During World War II, approximately 85% of Warsaw, Poland was destroyed.

== The decree ==
The Polish communist government (State National Council) of Bolesław Bierut passed a decree on 26 October 1945 on nationalization of all land. Its Article 1 says:

In order to ensure the rational way of the reconstruction of the capital and further its development in accordance with the needs of the People, in particular with the goal of quickly acquiring the grounds and their proper usage, all grounds within the territory of the capital city of Warsaw come into the possession of the gmina of the capital city of Warsaw on the day when this decree comes into force.

The decree did not nationalize the buildings (real estate) themselves. The decree allowed for those expropriated to claim compensation within six months of the decree's passage, but only a small percentage of the roughly 17,000 claims were accepted.

The nationalized property was first transferred to the city of Warsaw. In 1950 this property was taken over by the Polish State Treasury, and in 1990 it was returned to the city of Warsaw's administration.

While the Polish communist government was engaged in a wide-scale program of nationalization, the nationalization of Warsaw's properties has been described as a less of an ideological-driven and more of a practical solution, given the scope of the city's destruction. Deputy Director of the Historical Museum of Warsaw Jarosław Trybuś presents the following arguments in favor of the decree:
- It would have been a functional and aesthetical catastrophe if each of tens of thousands of property owners started reconstruction to their own tastes and purposes.
- The owners would have neither the interest nor the money to restore the historical buildings, e.g., within the Warsaw Old Town.

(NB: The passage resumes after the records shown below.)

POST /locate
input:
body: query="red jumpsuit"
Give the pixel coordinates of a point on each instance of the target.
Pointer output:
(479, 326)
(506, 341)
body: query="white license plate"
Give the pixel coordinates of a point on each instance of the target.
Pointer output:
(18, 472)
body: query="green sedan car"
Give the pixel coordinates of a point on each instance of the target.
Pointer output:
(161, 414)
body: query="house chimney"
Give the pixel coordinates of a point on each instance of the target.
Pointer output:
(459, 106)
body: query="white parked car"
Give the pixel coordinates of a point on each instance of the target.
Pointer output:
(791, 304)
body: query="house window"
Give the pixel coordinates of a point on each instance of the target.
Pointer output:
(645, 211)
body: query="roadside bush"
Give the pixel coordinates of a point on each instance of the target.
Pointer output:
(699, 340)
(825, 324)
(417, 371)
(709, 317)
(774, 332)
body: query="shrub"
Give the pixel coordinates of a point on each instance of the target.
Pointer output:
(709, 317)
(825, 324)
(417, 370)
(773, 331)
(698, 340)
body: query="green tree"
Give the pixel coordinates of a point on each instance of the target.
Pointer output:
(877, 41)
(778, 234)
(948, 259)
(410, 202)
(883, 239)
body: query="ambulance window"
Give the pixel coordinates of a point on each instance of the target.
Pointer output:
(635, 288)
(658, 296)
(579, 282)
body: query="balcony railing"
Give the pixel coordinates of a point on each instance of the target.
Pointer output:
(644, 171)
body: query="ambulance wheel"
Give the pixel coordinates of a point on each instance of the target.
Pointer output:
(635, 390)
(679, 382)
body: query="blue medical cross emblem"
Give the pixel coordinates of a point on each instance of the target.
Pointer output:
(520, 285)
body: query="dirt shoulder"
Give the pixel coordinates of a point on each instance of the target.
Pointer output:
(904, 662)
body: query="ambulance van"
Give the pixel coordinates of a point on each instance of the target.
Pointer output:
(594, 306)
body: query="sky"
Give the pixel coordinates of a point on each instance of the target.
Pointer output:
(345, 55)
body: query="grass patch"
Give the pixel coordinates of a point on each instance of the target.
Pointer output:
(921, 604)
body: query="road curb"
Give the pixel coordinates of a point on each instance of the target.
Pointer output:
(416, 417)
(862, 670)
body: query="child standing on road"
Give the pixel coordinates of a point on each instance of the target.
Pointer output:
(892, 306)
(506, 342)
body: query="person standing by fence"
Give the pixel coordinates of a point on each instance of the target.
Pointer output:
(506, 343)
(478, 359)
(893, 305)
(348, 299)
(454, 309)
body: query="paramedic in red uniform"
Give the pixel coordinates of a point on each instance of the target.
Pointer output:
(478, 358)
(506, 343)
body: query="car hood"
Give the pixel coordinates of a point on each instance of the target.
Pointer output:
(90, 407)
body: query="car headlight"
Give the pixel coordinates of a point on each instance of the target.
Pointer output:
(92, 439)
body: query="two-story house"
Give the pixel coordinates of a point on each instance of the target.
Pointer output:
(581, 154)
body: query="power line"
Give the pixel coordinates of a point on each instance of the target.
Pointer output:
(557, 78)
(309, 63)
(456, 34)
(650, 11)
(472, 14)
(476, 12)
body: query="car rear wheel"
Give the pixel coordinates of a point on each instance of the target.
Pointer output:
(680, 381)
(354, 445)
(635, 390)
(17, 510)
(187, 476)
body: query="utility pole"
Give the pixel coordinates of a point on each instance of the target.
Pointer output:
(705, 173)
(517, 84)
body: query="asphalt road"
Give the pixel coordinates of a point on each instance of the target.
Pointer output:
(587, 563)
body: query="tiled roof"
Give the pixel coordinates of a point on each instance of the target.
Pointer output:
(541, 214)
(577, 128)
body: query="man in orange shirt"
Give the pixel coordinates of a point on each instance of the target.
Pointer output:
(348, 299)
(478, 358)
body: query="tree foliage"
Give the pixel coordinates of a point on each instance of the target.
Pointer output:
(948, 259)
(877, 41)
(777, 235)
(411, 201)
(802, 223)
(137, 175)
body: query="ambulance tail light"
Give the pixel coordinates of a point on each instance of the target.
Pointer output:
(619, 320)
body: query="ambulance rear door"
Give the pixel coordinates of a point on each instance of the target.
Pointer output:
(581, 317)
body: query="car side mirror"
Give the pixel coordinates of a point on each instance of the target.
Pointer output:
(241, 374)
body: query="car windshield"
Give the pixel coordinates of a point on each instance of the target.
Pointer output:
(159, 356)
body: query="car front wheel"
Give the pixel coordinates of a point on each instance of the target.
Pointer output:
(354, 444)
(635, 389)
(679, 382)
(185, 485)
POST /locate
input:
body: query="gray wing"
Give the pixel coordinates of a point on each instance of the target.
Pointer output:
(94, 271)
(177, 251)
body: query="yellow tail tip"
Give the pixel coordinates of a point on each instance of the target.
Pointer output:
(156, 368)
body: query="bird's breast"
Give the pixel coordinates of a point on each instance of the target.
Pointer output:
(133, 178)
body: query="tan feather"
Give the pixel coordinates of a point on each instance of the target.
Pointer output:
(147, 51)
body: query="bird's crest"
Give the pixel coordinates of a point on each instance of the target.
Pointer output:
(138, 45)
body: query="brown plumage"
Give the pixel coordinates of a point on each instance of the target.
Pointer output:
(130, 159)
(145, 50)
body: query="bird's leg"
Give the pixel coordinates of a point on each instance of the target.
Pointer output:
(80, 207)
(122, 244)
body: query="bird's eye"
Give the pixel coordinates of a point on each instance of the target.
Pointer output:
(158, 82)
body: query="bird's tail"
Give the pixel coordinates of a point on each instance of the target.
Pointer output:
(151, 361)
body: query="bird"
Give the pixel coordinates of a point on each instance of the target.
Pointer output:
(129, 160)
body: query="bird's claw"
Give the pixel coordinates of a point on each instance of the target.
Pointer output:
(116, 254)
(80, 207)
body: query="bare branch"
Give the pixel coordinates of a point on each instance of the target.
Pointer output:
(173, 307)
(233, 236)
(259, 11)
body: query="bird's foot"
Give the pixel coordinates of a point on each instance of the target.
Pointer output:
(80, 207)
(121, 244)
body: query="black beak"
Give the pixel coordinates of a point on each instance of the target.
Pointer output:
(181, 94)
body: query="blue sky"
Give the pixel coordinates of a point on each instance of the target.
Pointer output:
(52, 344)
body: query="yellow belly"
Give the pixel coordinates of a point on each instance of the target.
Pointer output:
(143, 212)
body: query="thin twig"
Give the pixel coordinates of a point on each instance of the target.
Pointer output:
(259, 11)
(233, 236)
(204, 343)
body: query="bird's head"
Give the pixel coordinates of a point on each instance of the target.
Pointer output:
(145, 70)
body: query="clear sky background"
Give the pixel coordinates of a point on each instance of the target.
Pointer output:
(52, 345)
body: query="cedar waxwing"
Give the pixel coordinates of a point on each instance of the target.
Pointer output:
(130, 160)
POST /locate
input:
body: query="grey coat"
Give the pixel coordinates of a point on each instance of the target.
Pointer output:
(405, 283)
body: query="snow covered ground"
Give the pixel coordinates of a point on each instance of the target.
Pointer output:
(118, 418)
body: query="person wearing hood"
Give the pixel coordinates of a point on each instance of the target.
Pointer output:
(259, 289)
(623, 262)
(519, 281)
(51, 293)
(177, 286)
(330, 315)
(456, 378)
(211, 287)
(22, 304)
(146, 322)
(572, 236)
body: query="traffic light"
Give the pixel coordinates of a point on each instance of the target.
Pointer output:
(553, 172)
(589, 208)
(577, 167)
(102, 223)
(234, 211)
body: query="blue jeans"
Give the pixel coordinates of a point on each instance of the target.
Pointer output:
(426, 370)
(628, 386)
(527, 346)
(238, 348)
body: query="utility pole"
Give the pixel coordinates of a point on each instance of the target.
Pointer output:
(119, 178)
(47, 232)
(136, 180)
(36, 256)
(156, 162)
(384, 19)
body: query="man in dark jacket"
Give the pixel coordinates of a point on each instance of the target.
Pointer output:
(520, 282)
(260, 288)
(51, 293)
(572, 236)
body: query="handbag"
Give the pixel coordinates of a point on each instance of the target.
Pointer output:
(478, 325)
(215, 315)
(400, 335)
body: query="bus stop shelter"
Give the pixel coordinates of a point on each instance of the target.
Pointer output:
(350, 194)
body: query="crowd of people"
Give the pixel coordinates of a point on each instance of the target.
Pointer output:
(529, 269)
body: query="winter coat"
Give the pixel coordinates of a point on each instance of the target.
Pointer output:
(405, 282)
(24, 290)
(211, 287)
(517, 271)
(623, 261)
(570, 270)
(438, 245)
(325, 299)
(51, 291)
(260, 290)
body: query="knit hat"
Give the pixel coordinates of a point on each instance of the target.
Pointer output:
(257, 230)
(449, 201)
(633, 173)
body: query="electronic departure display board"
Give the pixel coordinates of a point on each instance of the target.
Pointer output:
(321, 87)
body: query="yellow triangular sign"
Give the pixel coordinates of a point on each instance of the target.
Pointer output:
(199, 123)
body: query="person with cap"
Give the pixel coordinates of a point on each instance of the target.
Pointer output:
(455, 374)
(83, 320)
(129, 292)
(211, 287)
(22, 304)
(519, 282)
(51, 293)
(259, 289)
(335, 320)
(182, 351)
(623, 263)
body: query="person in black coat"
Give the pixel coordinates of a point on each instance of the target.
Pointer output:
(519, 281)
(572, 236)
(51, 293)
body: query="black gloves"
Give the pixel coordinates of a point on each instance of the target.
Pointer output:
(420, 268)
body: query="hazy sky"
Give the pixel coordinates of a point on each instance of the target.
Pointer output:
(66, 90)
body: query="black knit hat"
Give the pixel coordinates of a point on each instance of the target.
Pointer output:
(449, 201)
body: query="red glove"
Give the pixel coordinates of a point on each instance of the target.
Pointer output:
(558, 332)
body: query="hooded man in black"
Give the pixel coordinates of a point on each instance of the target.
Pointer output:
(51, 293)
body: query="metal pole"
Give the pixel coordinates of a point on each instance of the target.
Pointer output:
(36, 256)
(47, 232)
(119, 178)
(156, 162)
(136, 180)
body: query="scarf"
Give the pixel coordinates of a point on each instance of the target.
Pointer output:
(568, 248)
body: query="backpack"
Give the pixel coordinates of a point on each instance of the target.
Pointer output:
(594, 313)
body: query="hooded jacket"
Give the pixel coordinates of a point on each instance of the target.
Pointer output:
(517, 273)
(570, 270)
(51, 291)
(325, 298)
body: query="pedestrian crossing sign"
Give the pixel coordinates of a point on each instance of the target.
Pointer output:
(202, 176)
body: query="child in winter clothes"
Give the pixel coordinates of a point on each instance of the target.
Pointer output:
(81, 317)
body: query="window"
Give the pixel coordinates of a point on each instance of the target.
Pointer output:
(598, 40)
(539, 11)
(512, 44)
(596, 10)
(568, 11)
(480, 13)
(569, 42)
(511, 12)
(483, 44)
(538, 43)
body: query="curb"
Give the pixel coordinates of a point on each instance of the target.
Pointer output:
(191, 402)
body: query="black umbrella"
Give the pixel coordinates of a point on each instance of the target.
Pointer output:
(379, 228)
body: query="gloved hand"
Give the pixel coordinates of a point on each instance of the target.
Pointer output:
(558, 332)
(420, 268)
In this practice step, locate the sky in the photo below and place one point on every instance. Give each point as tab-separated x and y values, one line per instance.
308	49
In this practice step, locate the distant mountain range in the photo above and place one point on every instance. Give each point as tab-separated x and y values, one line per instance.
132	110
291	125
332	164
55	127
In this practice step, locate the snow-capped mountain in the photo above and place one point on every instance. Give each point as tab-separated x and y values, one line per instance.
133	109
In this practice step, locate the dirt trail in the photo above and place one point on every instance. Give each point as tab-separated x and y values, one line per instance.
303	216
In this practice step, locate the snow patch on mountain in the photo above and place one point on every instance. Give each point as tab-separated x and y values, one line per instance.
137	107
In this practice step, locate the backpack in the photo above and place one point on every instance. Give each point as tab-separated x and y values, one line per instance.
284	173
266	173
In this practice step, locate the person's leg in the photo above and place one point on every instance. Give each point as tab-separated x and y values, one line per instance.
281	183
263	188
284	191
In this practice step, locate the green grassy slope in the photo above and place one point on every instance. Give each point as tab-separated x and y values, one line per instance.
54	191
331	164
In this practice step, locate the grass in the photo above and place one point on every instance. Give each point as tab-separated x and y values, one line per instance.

Trybuś also remarks that apart from the fact of forceful nationalisation, which some critics describe as lawless, most of the criticism of the decree regards not the decree per se, but rather the fact that it was implemented by Communist totalitarian regime.

== Reprivatization ==

Following the fall of communism in Poland in 1989, thousands of claims for restitution of nationalized property were made in Warsaw alone by former owners or their surviving heirs. As of 2018, 4,000 reprivatisation decisions have been taken, affecting about 450 properties consisting of over 4,500 occupied dwellings and over 17,000 tenants. Many claims are still outstanding as of 2018, due to opposition from tenant anti-reprivatisation activists and interference from fraudulent or exploitative, sometimes illegal, business ventures. As claimants frame their demands as fixing old injustices, tenant and anti-reprivatisation activists note that the public spaces are damaged, new landlords evict elderly tenants using underhanded methods, and city development becomes nearly impossible. A tenant activist, Jolanta Brzeska, was murdered in 2011, raising concerns of organized crime involvement in this area. A number of contentious privatization cases in Warsaw has grabbed the attention of Polish and even international press over the years.